Open source models lagged but showed promise. On Model Modality QA, several open-source 7B-8B models cleared 70% accuracy — not far behind some proprietary models. The gap widened on harder tasks, particularly Odd Model Out and PWC Metrics, where scale and training data breadth appear to matter more.
What This Tells Us
ARIA reveals a stratified picture of ML knowledge in language models. At the coarsest level — recognizing that a model or dataset belongs to a particular domain — even small models perform reasonably well. This is the kind of knowledge that appears frequently in training data and requires only surface-level pattern matching.
At the intermediate level — knowing which metrics are standard for a given task, or recognizing subtle groupings among model architectures — performance drops significantly. This requires more structured, relational knowledge about the ML ecosystem.
At the finest level — recalling specific numbers from specific papers — models essentially fail. This isn't surprising; these are the kinds of facts that would require something closer to memorization of individual papers, and the sheer volume of ML research makes reliable recall implausible.
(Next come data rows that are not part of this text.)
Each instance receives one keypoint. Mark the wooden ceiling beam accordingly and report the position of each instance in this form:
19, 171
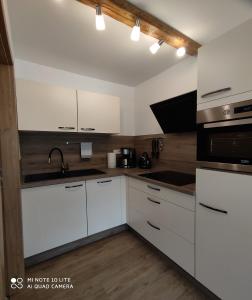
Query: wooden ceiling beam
125, 12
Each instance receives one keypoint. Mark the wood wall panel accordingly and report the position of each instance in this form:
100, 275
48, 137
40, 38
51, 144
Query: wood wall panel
35, 147
10, 176
179, 151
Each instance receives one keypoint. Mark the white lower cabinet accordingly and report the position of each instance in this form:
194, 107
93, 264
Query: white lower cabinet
104, 204
53, 216
224, 237
168, 226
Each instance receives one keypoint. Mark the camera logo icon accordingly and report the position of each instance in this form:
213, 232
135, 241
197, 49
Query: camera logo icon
17, 283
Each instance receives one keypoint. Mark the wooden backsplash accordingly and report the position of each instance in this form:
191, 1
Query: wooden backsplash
179, 151
36, 146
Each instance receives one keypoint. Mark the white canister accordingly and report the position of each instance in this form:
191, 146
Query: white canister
111, 160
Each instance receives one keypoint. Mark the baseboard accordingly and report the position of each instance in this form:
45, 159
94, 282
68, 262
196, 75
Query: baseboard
41, 257
192, 279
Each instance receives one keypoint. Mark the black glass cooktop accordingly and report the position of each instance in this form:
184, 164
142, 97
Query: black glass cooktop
171, 177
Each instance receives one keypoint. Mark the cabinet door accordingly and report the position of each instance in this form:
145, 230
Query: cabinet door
44, 107
98, 113
225, 65
53, 216
224, 240
104, 205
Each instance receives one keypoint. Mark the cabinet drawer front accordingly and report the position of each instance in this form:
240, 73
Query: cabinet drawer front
174, 197
53, 216
175, 218
104, 204
223, 233
175, 247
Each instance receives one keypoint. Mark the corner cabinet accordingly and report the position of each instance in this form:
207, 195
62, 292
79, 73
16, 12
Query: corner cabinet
98, 113
223, 233
225, 67
53, 216
45, 107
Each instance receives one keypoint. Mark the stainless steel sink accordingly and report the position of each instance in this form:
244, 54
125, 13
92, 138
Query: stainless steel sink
58, 175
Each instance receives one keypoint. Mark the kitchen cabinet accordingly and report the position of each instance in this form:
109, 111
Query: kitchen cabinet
225, 67
104, 204
165, 218
45, 107
98, 113
53, 216
223, 233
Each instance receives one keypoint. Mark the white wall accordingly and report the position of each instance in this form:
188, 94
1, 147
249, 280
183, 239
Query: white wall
31, 71
177, 80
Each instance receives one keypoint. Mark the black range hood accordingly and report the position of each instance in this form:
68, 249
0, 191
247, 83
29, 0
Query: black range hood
177, 114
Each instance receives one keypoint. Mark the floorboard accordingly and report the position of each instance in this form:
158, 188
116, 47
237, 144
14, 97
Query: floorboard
121, 267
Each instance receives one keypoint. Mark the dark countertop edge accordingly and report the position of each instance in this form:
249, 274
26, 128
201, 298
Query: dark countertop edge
133, 173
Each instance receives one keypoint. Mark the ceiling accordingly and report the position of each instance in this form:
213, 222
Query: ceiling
61, 34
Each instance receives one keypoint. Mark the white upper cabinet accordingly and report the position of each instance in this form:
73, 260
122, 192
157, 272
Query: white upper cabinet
225, 66
44, 107
98, 113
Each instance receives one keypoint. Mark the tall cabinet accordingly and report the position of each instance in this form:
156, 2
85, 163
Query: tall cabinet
223, 233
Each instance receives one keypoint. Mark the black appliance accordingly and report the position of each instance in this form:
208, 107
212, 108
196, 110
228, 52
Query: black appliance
127, 159
224, 137
171, 177
177, 114
144, 161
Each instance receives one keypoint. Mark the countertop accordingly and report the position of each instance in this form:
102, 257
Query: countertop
135, 172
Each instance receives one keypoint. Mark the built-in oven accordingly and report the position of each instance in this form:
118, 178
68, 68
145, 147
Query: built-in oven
224, 137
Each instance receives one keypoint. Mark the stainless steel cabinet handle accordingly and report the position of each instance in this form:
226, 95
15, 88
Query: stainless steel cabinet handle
216, 92
154, 201
73, 186
153, 226
213, 208
153, 188
87, 129
105, 181
66, 128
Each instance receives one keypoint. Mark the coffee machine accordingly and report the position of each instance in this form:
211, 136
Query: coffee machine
127, 159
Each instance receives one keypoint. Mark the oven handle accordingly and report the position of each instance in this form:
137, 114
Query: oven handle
213, 208
228, 123
227, 89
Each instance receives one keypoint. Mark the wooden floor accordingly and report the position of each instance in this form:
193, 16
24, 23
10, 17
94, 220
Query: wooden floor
121, 267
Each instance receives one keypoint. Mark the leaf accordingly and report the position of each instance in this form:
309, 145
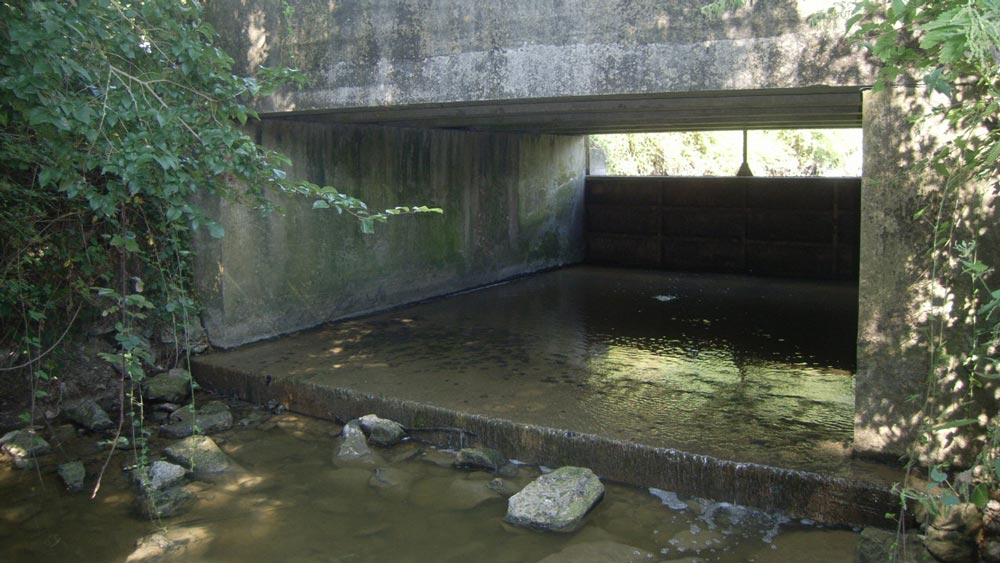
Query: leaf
955, 424
367, 225
980, 495
949, 499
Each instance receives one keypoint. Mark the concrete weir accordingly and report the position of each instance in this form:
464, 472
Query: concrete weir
731, 388
800, 494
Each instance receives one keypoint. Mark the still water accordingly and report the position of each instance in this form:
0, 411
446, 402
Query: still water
743, 369
289, 501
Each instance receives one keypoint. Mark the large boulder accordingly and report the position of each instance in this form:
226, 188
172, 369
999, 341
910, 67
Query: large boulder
23, 446
557, 501
354, 447
173, 386
480, 458
198, 454
952, 536
382, 431
213, 416
88, 414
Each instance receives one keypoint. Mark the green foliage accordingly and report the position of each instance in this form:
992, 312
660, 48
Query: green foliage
114, 116
785, 152
950, 47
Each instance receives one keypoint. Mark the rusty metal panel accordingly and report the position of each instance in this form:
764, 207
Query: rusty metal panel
622, 219
623, 250
704, 255
791, 225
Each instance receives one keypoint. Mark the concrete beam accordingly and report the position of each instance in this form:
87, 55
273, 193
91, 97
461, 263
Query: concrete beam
480, 60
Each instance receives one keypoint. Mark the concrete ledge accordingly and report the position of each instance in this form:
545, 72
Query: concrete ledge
800, 494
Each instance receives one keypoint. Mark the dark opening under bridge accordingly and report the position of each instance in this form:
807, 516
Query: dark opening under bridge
482, 108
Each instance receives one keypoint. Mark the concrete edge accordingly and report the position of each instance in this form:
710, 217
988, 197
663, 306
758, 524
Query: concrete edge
798, 494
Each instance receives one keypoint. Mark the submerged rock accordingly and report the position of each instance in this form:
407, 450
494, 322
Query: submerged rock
159, 475
391, 481
382, 431
198, 454
175, 544
480, 458
154, 504
171, 387
878, 546
213, 416
557, 501
599, 552
23, 446
354, 447
72, 473
88, 414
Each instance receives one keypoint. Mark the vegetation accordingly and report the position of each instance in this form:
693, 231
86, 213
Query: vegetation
786, 152
116, 116
950, 47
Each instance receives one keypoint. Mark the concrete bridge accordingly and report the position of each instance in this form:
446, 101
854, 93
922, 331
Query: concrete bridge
482, 108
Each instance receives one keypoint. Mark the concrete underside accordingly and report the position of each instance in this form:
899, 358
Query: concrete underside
327, 374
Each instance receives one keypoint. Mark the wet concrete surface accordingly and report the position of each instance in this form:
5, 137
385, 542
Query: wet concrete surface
746, 372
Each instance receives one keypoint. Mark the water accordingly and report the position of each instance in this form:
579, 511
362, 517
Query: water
290, 502
743, 369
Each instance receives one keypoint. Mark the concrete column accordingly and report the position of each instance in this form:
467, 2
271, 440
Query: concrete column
902, 292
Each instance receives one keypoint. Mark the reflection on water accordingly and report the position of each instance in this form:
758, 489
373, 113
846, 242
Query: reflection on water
745, 369
290, 502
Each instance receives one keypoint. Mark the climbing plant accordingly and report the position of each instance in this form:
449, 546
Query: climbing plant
116, 117
949, 49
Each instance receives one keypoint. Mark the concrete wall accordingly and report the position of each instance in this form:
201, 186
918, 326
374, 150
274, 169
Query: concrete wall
512, 204
798, 227
373, 53
903, 294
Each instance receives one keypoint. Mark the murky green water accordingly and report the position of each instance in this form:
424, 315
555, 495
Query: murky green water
290, 502
744, 369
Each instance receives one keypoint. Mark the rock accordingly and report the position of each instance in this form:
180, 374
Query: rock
480, 458
173, 386
198, 454
175, 544
354, 447
213, 416
159, 475
696, 538
382, 431
88, 414
162, 503
557, 501
501, 487
878, 546
24, 446
952, 536
599, 552
391, 481
72, 473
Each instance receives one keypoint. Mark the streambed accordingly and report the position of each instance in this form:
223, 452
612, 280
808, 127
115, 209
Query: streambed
289, 501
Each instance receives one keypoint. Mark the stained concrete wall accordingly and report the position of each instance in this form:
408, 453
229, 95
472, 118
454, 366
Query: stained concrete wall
512, 204
902, 293
380, 53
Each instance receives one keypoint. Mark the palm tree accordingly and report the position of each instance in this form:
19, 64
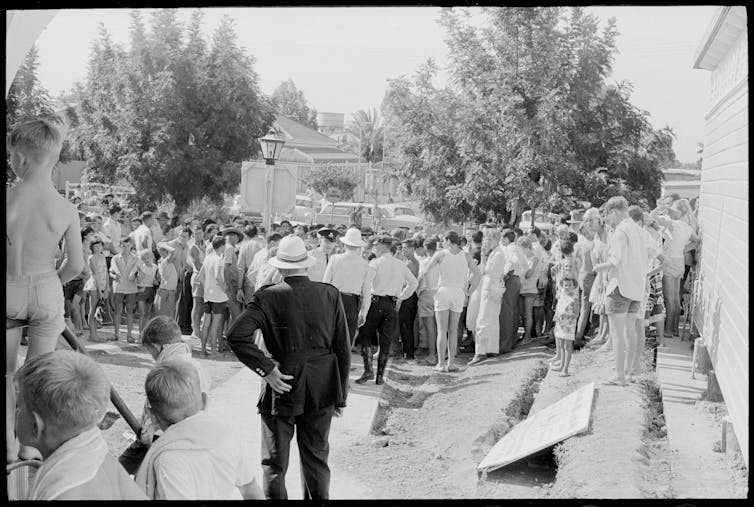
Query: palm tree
366, 126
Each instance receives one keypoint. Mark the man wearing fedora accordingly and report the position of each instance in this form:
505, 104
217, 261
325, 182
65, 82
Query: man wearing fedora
349, 272
393, 282
327, 242
305, 332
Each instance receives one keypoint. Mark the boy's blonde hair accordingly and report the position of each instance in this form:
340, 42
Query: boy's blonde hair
174, 390
66, 388
36, 138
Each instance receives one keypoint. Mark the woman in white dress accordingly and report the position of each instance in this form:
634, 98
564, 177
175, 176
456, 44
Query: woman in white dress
487, 322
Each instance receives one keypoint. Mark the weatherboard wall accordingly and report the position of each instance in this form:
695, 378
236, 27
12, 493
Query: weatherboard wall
722, 309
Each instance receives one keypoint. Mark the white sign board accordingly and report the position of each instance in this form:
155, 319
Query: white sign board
254, 188
561, 420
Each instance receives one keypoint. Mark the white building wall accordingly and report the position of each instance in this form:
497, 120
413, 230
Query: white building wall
722, 311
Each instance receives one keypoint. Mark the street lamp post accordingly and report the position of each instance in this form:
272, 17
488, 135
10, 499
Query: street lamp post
271, 147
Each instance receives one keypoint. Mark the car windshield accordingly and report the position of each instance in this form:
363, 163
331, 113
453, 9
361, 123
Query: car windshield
403, 211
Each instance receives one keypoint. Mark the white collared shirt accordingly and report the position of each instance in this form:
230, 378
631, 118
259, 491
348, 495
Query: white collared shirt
392, 277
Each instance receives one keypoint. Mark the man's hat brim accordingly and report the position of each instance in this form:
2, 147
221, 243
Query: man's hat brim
309, 261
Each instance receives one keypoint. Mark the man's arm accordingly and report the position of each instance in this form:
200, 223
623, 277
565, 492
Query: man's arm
342, 348
74, 254
327, 278
366, 295
241, 340
476, 275
410, 284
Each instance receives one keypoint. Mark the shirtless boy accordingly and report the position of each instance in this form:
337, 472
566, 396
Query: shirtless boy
34, 289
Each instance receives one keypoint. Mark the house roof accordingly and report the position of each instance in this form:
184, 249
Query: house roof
722, 33
306, 143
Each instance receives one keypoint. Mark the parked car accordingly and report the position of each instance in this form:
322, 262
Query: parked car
304, 211
545, 222
340, 213
399, 215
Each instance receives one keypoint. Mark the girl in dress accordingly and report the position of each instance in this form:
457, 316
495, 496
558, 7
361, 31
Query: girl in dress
164, 302
566, 317
96, 286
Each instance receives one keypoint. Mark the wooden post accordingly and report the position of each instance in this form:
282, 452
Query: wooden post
713, 388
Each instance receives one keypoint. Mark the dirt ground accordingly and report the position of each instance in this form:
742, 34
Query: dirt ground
438, 426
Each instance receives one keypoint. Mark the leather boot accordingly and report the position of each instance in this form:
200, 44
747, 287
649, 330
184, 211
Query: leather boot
381, 363
366, 355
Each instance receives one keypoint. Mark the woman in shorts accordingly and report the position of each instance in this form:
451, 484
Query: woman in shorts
147, 280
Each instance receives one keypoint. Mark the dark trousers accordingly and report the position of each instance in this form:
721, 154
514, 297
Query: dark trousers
312, 431
351, 306
406, 316
509, 314
381, 325
184, 304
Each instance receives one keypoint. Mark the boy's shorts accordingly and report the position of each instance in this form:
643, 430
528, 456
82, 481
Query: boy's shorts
73, 288
215, 307
118, 298
147, 295
615, 302
449, 298
426, 306
37, 299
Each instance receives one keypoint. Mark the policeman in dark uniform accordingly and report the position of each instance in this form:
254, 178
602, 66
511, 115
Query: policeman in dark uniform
305, 332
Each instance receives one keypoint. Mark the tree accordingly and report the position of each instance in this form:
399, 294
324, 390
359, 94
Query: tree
173, 115
323, 177
290, 101
526, 120
27, 99
366, 126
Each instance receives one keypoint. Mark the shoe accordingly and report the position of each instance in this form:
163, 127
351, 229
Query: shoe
477, 359
367, 375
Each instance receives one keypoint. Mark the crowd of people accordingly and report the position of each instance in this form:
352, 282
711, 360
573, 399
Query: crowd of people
399, 293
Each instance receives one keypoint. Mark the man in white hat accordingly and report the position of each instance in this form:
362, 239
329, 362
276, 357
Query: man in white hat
327, 241
305, 332
350, 273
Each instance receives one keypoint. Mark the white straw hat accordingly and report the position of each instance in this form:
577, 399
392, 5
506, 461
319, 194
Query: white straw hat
292, 254
352, 237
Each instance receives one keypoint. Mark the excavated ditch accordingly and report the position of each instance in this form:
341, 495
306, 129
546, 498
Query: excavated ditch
536, 470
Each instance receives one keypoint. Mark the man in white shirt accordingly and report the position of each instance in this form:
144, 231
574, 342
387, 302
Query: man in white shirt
112, 228
326, 248
627, 264
673, 265
143, 239
582, 252
246, 252
350, 273
252, 280
212, 278
198, 456
515, 269
392, 283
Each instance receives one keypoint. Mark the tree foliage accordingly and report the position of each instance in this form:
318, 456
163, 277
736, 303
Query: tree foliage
173, 114
323, 177
366, 129
526, 119
290, 101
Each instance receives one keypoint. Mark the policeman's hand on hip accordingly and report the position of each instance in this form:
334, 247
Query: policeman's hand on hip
275, 380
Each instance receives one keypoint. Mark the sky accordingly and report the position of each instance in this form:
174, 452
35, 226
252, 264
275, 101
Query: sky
341, 58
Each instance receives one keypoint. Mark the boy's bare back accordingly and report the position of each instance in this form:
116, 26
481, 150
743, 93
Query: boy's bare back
36, 218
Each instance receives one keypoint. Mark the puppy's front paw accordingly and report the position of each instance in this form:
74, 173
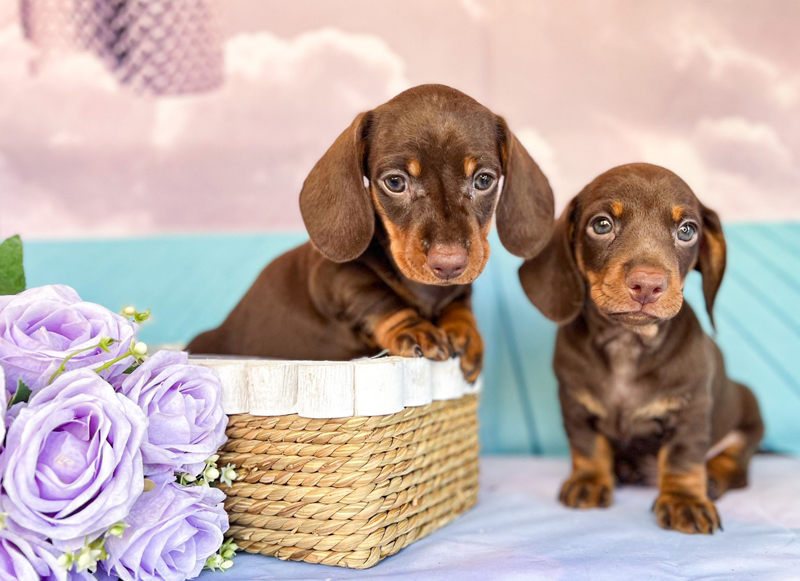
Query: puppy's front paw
465, 341
587, 491
686, 513
418, 338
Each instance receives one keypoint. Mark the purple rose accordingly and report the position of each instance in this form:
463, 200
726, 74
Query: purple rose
3, 407
72, 466
25, 556
40, 327
182, 403
173, 530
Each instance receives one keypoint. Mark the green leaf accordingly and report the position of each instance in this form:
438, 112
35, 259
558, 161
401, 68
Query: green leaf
23, 393
131, 369
12, 273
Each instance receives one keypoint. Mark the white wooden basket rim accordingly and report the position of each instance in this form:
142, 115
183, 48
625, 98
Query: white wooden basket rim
334, 389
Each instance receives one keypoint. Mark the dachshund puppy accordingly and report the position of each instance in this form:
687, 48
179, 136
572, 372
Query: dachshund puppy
398, 211
643, 390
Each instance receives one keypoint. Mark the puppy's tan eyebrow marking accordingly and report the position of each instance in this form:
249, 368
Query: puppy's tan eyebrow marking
469, 165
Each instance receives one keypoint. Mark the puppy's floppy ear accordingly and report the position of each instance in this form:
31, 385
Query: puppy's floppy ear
525, 210
711, 258
335, 205
551, 279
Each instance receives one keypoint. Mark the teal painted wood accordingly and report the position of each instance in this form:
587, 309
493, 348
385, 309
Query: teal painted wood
192, 282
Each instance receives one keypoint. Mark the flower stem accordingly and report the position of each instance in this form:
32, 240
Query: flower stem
63, 367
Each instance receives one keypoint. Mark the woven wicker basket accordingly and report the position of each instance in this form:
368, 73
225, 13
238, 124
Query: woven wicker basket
350, 491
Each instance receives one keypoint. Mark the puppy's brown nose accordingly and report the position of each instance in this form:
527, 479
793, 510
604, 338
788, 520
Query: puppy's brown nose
646, 286
447, 262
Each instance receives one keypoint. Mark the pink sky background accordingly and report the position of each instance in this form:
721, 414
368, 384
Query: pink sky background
710, 90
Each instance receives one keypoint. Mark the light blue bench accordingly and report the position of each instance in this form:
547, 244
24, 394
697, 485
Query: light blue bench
192, 282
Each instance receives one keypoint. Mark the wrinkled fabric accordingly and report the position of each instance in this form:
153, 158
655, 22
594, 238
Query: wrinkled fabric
184, 407
41, 326
72, 466
518, 531
173, 530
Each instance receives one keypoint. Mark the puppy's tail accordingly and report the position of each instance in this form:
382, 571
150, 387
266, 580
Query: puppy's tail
213, 342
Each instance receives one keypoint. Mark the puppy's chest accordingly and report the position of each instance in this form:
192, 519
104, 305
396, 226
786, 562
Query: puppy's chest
629, 404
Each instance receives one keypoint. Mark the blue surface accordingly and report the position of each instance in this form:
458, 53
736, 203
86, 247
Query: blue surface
518, 531
192, 282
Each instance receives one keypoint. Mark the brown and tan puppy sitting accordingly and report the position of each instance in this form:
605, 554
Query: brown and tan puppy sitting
398, 211
643, 389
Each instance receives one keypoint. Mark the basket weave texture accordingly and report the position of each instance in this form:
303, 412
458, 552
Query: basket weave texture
350, 491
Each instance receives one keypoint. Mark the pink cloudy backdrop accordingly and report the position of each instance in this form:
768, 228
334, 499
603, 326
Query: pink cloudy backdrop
710, 90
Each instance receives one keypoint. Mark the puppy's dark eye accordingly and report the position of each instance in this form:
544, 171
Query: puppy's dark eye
483, 181
686, 232
395, 184
602, 226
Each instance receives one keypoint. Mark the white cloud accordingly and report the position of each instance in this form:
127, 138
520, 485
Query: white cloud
233, 158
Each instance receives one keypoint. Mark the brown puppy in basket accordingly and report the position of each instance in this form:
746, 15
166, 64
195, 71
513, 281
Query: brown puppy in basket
643, 389
398, 211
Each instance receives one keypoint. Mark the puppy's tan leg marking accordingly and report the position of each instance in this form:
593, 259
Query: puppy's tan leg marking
407, 334
683, 504
729, 459
590, 402
458, 323
591, 484
658, 408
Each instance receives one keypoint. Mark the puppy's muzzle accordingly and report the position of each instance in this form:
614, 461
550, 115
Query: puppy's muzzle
646, 286
447, 261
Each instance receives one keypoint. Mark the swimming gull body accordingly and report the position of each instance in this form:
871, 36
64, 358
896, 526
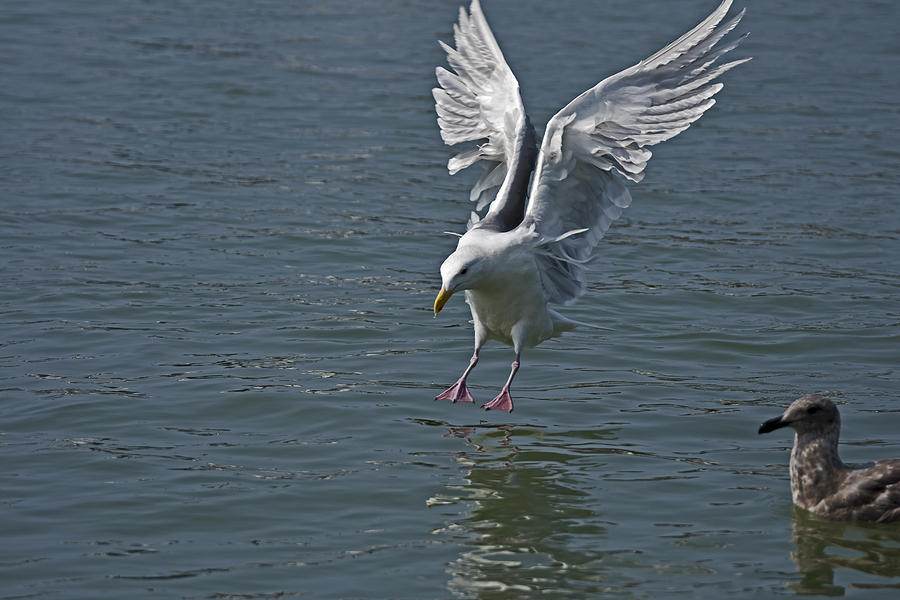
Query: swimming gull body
820, 481
548, 207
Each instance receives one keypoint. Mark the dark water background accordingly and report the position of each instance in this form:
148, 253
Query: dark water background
220, 229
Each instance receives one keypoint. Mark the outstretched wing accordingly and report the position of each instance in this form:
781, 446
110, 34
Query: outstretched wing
480, 102
602, 137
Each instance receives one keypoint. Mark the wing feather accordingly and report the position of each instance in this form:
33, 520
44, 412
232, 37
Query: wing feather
602, 137
479, 102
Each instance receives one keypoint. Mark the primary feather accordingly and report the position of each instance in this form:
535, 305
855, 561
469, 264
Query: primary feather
548, 208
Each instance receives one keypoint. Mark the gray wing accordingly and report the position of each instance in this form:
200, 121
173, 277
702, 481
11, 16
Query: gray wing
871, 494
601, 138
480, 102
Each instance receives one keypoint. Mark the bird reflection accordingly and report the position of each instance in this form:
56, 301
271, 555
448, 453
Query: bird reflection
530, 521
823, 546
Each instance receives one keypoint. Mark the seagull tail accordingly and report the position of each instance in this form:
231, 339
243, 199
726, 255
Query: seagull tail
561, 323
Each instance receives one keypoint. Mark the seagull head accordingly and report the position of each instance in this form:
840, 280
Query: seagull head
809, 414
462, 270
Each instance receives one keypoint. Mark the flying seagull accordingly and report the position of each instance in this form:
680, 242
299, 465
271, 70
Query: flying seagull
548, 208
820, 482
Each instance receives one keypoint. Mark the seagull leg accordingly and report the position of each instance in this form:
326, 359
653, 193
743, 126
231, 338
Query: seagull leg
458, 392
503, 401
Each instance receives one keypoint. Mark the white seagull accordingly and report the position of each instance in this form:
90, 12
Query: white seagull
548, 208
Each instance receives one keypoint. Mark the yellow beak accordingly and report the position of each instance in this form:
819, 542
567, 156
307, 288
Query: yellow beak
441, 300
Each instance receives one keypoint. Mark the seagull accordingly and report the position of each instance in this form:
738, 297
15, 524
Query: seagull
548, 207
820, 482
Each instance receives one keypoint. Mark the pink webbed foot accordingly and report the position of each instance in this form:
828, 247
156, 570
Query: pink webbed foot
458, 392
503, 401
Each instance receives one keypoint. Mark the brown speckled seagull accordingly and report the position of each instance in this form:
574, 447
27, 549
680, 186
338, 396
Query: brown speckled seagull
820, 482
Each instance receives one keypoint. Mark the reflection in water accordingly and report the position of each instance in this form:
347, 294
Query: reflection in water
823, 546
532, 524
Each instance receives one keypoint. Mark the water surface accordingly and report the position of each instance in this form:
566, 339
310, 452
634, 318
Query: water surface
221, 225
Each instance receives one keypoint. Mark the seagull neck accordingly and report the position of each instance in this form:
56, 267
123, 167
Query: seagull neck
816, 467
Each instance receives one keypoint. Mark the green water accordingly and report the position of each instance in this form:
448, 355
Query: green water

For anyone building AI research agents or ML coding assistants, these findings have practical implications. Models have solid high-level ML knowledge that can inform architectural choices and evaluation strategies. But they shouldn't be trusted to recall specific benchmark numbers or make fine-grained distinctions between similar approaches without retrieval support.
Reproducibility
The benchmark creation scripts and evaluation framework are publicly available. We use the UK AI Safety Institute's Inspect framework for standardized evaluation, ensuring consistent results across research groups. The full code is at github.com/AlgorithmicResearchGroup/ARIA.
Limitations
ARIA tests closed-book recall, not reasoning. A model might score poorly on recalling specific metrics but excel at using metric results when provided in context. The multiple-choice format also constrains evaluation — it can't capture the nuance of a model's reasoning process or partial knowledge. And the underlying Papers With Code data carries its own biases toward well-known papers and popular subfields, which inevitably shapes what the benchmarks measure.
Future versions could incorporate open-ended questions, multilingual evaluation, and time-stratified tasks to test awareness of recent developments versus foundational knowledge.